The haptic sensor is almost as good as the physical button, and the trade off of not having to worry about it breaking (which was likely after a few years with the physical ones) is well worth it for me.


I get that getting rid of touchid haptic eliminates dead space but still blows my mind they couldn't or refused to figure out screen-based touch id as an option at least. Samsung has it...


Under-screen fingerprint readers are definitely inferior - slower and less reliable. I (Android user) wish they'd revert to back-of-device readers, which were amazing.

(I also wish for smaller screens and no-adhesive battery swaps though, neither of which seems likely to happen.)


What I don’t like about FaceID is the premature unlocking. If you pass your phone to someone else it can unlock, especially for taking photos. And to allow strangers to make photos is intentional that’s why the camera app doesn’t need an unlock.

Aside from that all the gestures, positions and holding points are annoying. The usage of TouchID is simpler.

Apple could at least fix the security issue by unlocking only after swiping up. FaceID? Isn’t fast enough? Well. Than TouchID is better.

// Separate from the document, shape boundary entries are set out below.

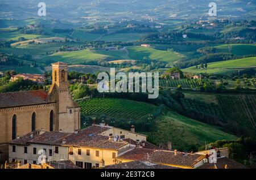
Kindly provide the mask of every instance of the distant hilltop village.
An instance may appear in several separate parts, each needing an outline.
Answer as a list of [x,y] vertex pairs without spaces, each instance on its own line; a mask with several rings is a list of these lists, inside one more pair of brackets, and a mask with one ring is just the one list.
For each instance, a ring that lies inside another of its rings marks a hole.
[[102,122],[80,129],[80,108],[68,88],[68,65],[52,64],[44,91],[0,93],[1,168],[210,168],[245,167],[228,148],[197,153],[163,149],[147,136]]

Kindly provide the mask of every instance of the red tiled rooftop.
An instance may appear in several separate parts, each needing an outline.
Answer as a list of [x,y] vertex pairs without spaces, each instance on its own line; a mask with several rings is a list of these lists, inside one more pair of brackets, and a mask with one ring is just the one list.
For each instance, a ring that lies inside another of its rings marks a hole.
[[[123,140],[125,142],[126,142],[133,145],[136,145],[137,144],[137,142],[135,142],[135,140],[131,139],[130,138],[125,139]],[[145,145],[143,148],[147,148],[147,149],[162,149],[161,148],[159,147],[158,146],[157,146],[154,144],[150,143],[150,142],[145,142]]]
[[246,167],[228,157],[224,157],[217,158],[217,163],[204,163],[200,166],[198,169],[225,169],[226,165],[228,169],[246,169]]
[[160,164],[152,164],[140,161],[133,161],[107,166],[105,169],[176,169]]
[[30,136],[31,133],[29,133],[11,141],[10,144],[26,145],[29,143],[36,143],[113,150],[118,149],[128,144],[126,142],[113,142],[109,140],[107,136],[94,134],[92,131],[88,130],[88,129],[85,129],[77,133],[46,132],[41,135],[35,131],[32,132],[32,138]]

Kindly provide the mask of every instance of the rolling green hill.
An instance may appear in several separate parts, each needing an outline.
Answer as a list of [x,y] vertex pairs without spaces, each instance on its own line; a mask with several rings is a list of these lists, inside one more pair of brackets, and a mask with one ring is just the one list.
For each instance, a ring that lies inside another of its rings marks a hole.
[[150,104],[117,98],[93,98],[79,105],[86,115],[104,114],[112,118],[134,120],[147,117],[157,109]]
[[[234,72],[238,70],[243,70],[249,67],[256,68],[256,57],[223,61],[209,63],[207,72],[226,74]],[[205,69],[196,68],[195,66],[183,69],[183,71],[195,74],[205,72]]]
[[14,70],[18,73],[42,74],[42,72],[37,68],[30,66],[5,66],[0,67],[0,71],[6,71]]
[[253,44],[229,44],[214,46],[218,53],[231,53],[237,55],[256,54],[256,45]]
[[135,60],[142,60],[146,57],[150,60],[172,62],[184,57],[176,52],[156,50],[152,48],[130,46],[127,48],[127,50],[129,57]]
[[[45,51],[42,50],[41,52],[43,53]],[[142,61],[144,57],[148,57],[150,60],[159,60],[170,62],[177,61],[184,56],[177,53],[159,50],[151,48],[129,46],[127,48],[127,50],[91,50],[84,49],[74,52],[61,52],[49,55],[44,55],[41,57],[41,60],[44,61],[47,60],[61,61],[71,65],[75,65],[84,64],[98,60],[109,61],[133,59]]]
[[83,64],[88,62],[106,59],[108,55],[100,54],[94,52],[84,49],[75,52],[58,52],[43,58],[46,61],[52,59],[62,61],[69,64]]
[[209,125],[168,112],[156,121],[155,130],[143,132],[148,139],[156,144],[172,142],[172,148],[182,151],[193,151],[191,147],[199,147],[218,140],[236,140],[237,138],[224,132],[219,127]]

Me too, but I’m going to have to upgrade. The lack of storage on my phone (64GB) is killing me - every time there is an os update I have to delete almost everything to make room


I'm also a touchID / iphone 8 size fan, but the nice cameras/zoom in flagship models are hard to give up. At least Face ID has improved significantly from the early days of iphone 10 -- it's faster and more reliable than it was on the older models if you tried it back then.


The thing I've come to like about FaceID on my 13 mini is that I can require it for certain apps to open that don't require it - e.g. messaging as opposed to banking which generally require some kind of auth by default - which is much better security in case someone snatches it out of my hand while it's unlocked. It's pretty seamless because I'm generally looking at the device anyway, and it's much less faff than it would be with TouchID.

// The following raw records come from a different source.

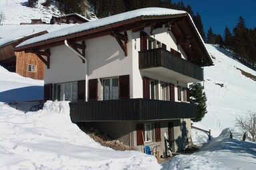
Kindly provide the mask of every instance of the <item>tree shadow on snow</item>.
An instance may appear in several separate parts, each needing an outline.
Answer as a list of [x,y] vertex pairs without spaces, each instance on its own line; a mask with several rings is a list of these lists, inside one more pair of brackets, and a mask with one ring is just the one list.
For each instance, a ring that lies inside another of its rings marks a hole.
[[41,100],[43,98],[43,86],[39,86],[15,88],[0,92],[0,102],[6,103]]

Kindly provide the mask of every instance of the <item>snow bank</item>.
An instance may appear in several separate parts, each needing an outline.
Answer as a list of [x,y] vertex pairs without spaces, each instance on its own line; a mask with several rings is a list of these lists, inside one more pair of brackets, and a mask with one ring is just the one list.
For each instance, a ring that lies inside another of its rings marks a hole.
[[160,169],[153,156],[103,147],[69,117],[68,102],[22,112],[0,104],[1,169]]
[[48,39],[57,38],[67,35],[74,34],[81,31],[85,31],[93,29],[96,29],[103,26],[116,23],[123,21],[134,19],[141,16],[159,16],[159,15],[175,15],[179,14],[187,13],[186,11],[175,10],[165,8],[144,8],[126,13],[123,13],[108,17],[100,19],[91,22],[82,23],[78,25],[73,26],[70,28],[63,29],[61,30],[49,33],[48,34],[39,36],[29,39],[21,43],[17,46],[21,46],[37,42],[40,42]]
[[256,169],[256,143],[229,138],[229,129],[190,155],[175,156],[163,169]]
[[43,100],[43,80],[25,78],[0,66],[0,102]]
[[[248,110],[256,112],[256,82],[241,73],[237,68],[256,76],[256,72],[233,60],[219,47],[206,44],[214,66],[205,67],[205,92],[207,110],[202,121],[195,126],[211,129],[217,137],[222,129],[235,128],[235,120]],[[223,84],[221,87],[217,84]]]

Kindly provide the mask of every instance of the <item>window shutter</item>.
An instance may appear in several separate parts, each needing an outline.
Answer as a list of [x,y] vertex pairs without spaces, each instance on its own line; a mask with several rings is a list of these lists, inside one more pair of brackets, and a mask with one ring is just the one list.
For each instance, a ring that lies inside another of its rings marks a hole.
[[143,98],[150,98],[149,94],[149,79],[147,77],[143,77]]
[[181,101],[181,87],[178,86],[178,100]]
[[190,91],[189,91],[189,88],[187,88],[186,89],[186,92],[187,92],[187,102],[190,102],[190,99],[189,99],[189,97],[190,97]]
[[85,80],[77,82],[77,100],[85,100]]
[[98,80],[91,79],[88,81],[89,101],[96,101],[98,100]]
[[45,102],[51,100],[52,86],[52,84],[47,84],[43,86],[43,100],[45,100]]
[[161,141],[160,122],[155,123],[155,141]]
[[119,95],[120,99],[130,98],[130,76],[124,75],[119,76]]
[[144,143],[143,137],[142,136],[142,133],[144,133],[144,124],[137,124],[136,129],[137,129],[137,145],[142,145]]
[[170,84],[170,101],[175,101],[175,86],[174,84]]
[[146,50],[147,49],[147,35],[143,31],[141,31],[141,50]]

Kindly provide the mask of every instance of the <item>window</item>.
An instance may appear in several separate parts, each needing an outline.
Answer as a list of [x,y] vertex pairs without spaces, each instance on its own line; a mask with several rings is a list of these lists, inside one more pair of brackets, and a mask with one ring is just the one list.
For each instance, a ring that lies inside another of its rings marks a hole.
[[57,84],[57,99],[59,101],[77,101],[77,82]]
[[119,98],[118,78],[103,79],[102,86],[103,100]]
[[149,81],[150,99],[157,99],[157,94],[158,94],[157,82],[150,80]]
[[152,130],[151,124],[144,124],[144,141],[152,141]]
[[35,72],[35,66],[33,64],[29,64],[29,72]]
[[169,100],[168,84],[160,83],[160,100]]
[[187,101],[187,93],[185,88],[182,88],[181,89],[181,101]]
[[178,86],[178,100],[181,101],[181,87]]

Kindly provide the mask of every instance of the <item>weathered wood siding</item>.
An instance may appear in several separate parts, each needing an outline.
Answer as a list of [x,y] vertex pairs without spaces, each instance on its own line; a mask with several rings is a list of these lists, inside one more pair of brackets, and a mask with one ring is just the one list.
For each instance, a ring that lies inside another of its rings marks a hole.
[[[45,78],[45,65],[39,58],[33,53],[15,52],[16,73],[33,79],[43,80]],[[29,72],[29,64],[35,66],[35,72]]]

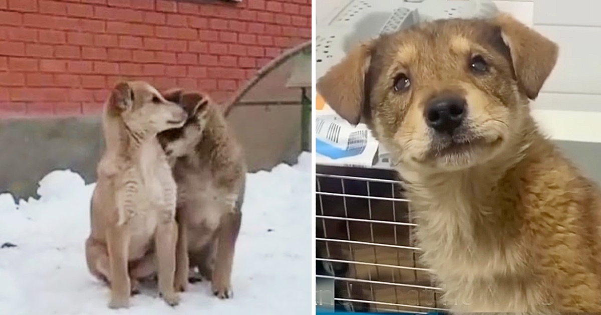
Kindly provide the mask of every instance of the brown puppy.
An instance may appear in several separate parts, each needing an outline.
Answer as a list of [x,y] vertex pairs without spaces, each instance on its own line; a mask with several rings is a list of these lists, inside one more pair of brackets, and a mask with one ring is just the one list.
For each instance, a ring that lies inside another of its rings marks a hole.
[[210,279],[215,295],[228,298],[246,181],[242,148],[209,97],[182,90],[164,96],[189,114],[182,128],[158,136],[177,183],[175,287],[186,289],[190,269],[195,267]]
[[416,26],[317,83],[394,157],[454,312],[601,311],[601,192],[537,128],[557,45],[513,18]]
[[109,307],[127,307],[136,279],[155,270],[163,299],[171,305],[179,302],[174,287],[176,187],[156,134],[182,127],[187,118],[181,106],[144,82],[117,85],[105,104],[106,147],[85,251],[90,272],[110,283]]

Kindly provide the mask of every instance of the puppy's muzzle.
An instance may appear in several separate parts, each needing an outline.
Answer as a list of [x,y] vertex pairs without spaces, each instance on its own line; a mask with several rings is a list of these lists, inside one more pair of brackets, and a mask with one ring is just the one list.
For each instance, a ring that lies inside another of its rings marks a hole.
[[454,95],[435,97],[426,104],[424,116],[428,126],[437,133],[453,136],[466,114],[465,98]]

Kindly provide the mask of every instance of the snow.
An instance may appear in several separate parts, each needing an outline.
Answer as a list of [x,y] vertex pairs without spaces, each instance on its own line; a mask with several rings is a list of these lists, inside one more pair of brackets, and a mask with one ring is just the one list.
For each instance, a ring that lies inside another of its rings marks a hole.
[[242,226],[232,274],[233,298],[192,284],[175,308],[145,287],[129,308],[107,307],[108,288],[88,271],[84,242],[90,230],[94,184],[58,170],[39,183],[39,199],[16,203],[0,194],[0,314],[178,315],[309,314],[311,307],[311,155],[298,164],[248,175]]

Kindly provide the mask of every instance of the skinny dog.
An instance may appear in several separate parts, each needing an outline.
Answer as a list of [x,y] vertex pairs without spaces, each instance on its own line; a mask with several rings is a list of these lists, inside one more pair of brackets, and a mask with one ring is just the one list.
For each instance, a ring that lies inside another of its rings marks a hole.
[[318,82],[391,152],[453,312],[601,311],[601,191],[528,105],[558,55],[504,14],[437,20],[358,46]]
[[136,279],[156,271],[163,299],[179,302],[174,286],[177,190],[156,134],[182,127],[187,118],[178,104],[140,81],[118,84],[105,104],[106,148],[85,250],[90,272],[110,285],[111,308],[127,307]]
[[246,182],[242,148],[209,97],[180,89],[163,95],[189,115],[183,127],[158,136],[177,183],[175,287],[186,290],[197,268],[216,296],[228,298]]

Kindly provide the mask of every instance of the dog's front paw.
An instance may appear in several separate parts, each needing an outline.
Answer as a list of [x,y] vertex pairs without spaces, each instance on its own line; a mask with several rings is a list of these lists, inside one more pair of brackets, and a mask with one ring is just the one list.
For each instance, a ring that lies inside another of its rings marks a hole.
[[160,293],[160,295],[169,306],[175,306],[180,304],[180,295],[175,292]]
[[234,297],[234,292],[231,286],[219,286],[213,284],[213,295],[221,299],[230,299]]
[[129,307],[129,297],[112,297],[109,302],[110,308],[127,308]]

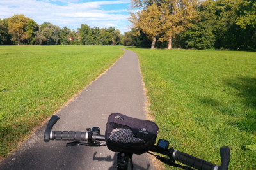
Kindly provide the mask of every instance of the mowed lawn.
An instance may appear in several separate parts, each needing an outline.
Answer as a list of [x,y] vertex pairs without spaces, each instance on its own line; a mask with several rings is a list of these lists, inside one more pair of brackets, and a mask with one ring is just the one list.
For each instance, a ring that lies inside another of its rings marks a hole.
[[139,56],[159,138],[219,165],[228,146],[230,169],[256,169],[256,52],[128,49]]
[[109,68],[118,46],[0,46],[0,158]]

I think the way the Pixel does it is strictly better across the board. The fingerprint sensor doesn't sacrifice screen space, and the platform offers face unlock as well.

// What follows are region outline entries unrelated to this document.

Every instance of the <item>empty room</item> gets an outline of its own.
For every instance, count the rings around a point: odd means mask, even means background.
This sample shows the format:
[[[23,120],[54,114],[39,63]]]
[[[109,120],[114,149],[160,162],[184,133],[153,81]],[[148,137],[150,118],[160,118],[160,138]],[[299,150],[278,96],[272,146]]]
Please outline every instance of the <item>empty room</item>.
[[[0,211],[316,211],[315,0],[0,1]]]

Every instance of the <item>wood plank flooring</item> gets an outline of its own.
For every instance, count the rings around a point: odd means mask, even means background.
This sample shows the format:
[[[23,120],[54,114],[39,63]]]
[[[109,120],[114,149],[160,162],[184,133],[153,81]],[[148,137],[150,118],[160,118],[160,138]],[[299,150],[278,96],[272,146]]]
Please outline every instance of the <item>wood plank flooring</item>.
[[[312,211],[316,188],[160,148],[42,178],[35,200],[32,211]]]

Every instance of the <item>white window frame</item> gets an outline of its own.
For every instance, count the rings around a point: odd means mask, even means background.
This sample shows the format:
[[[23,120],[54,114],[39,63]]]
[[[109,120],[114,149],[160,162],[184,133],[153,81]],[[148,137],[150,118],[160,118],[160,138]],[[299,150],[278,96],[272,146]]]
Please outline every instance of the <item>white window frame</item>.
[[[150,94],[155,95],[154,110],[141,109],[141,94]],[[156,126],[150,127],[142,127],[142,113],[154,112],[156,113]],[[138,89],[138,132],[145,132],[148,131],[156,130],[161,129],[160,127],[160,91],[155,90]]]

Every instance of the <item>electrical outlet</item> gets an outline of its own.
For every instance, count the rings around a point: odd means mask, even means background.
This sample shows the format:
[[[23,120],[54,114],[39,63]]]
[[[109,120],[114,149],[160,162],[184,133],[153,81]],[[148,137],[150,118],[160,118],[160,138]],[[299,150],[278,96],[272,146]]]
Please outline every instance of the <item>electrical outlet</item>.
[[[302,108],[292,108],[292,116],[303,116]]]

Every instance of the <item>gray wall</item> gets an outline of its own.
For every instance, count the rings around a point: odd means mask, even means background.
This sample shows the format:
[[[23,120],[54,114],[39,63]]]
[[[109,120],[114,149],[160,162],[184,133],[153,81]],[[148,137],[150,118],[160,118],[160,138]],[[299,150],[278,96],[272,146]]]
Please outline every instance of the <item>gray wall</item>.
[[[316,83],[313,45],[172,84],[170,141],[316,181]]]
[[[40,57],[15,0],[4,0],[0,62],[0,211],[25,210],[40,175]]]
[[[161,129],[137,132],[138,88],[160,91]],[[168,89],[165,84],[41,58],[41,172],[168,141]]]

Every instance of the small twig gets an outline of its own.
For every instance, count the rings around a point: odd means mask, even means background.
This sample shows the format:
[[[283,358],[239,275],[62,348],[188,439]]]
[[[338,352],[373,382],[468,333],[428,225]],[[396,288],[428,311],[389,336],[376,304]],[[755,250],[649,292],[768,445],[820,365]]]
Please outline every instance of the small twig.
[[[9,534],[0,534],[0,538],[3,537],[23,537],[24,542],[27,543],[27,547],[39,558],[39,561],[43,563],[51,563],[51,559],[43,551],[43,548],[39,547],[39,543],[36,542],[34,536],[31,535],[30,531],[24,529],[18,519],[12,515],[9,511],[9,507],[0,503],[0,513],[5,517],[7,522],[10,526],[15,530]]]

I only wish Pixel retained the back fingerprint sensor. It was sooooo much better than even the current under-the-screen sensor.


Agreed - the rear fingerprint sensor on my Pixel 5 was far better than the blinding on-screen sensor on my new Pixel 9a.


Can you link to your Vim colorschemes? I have a light and a dark one that I hacked over the years but I'm always looking for new ones.


My latest, "zaibatsu" is bundled with Vim.

- Apprentice, a low-contrast colorscheme I made years ago and used for a long time: https://github.com/romainl/Apprentice.

- Malotru, my curent colorscheme, more contrasted: https://github.com/romainl/vim-malotru.

- Dichromatic, for colorblind users: https://github.com/romainl/vim-dichromatic.

- Bruin, which only uses typography: https://git.sr.ht/~romainl/vim-bruin


Nice work. Apprentice looks great. Thanks for the links.


Can you share your light one? I've never been able to find a white background scheme I actually love, rather than tolerate...


I prefer my background dark so light colorschemes are not really an area I've explored seriously. Also, dark colorschemes are much easier to design than light ones due to the disproportionate amount of light a white, say, background emits compared to the amount emitted by text. It dramatically reduces the number of colors you can use.

I have one here: https://github.com/romainl/vim-sweet16 but it is intentionally weird and essentially unmaintained.


=[

We have many millenia of books using black text on a white background with various colors added, why are computer monitors all of a sudden so special and annoying


Because paper is naturally pale. So it would have been silly for people to colour them black.

And because monitors are giant light bulbs. So a large white background is harder on the eyes than black.


I think it's an interesting idea, but should be set as an option and default to off, for the reason you describe.

If the user sets a sensible 16 color palette though, many old utils could look great out of the box. I'm enticed by the idea.